Algoma Pierhead Lighthouse
Location: Spectator Point - Operational July 15,2009
Dedicated on August 6, 2009
Sponsored by: Mr & Mrs Matzdorff
Building Craftsmen: Club Members
GPS: 34º 27' 17.40" N -114º 20' 51.31" W
Flash Sequence: 60 times per minute
The small lakeshore community of Algoma wasn't always known by that particular name. In fact, Algoma is a relatively new name for the city. Discovered in 1834 by Joseph McCormick of Manitowoc, the first settlement, established in 1851 by Irish and English pioneers was called Wolf River. This was a loose translation from the Indian An-Ne-Pe which meant "land of the great gray wolf" a legendary animal in stories told by local Indians. Those early settlers had a friendly relationship with their Native American neighbors, the Potawatomi, who passed on the legend through word of mouth story telling. In 1879, the city was formally renamed Algoma, another Indian name, this one meaning "park of flowers". By that time, the commercial fishing fleet located in Algoma was the largest on Lake Michigan and the city's ties with the water were irrevocably made.

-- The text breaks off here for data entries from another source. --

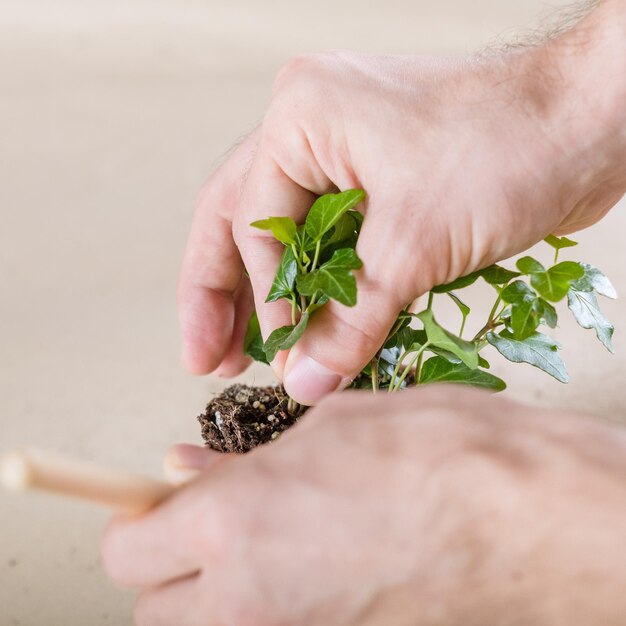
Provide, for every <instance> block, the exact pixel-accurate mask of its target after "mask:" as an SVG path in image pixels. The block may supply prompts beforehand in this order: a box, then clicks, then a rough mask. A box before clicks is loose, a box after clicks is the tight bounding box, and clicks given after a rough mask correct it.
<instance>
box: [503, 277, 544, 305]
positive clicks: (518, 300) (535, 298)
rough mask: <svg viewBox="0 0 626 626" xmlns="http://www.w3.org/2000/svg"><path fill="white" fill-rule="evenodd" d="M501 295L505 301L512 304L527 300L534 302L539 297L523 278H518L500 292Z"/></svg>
mask: <svg viewBox="0 0 626 626" xmlns="http://www.w3.org/2000/svg"><path fill="white" fill-rule="evenodd" d="M500 297H501V298H502V301H503V302H506V303H508V304H512V303H513V302H523V301H525V300H530V301H531V302H532V301H534V300H536V299H537V294H536V293H535V292H534V291H533V290H532V289H531V288H530V287H529V286H528V285H527V284H526V283H525V282H524V281H523V280H516V281H515V282H513V283H511V284H510V285H507V286H506V287H505V288H504V289H503V290H502V291H501V292H500Z"/></svg>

The Algoma Pierhead Lighthouse was first established in 1893 as a set of range lights. It was rebuilt in 1908 at which time it was a conical tower built of 5/16 inch steel plate, 8 feet in diameter at the base and 7 feet in diameter at the parapet. It stood 26 feet high. In 1932 it was modified again and the entire structure was raised to a height of 42 feet by placing the older tower on a new steel base 12 feet in diameter. The original lens has been replaced by a plastic lens. It is called Algoma Light and listed as number 20975 in USCG light lists.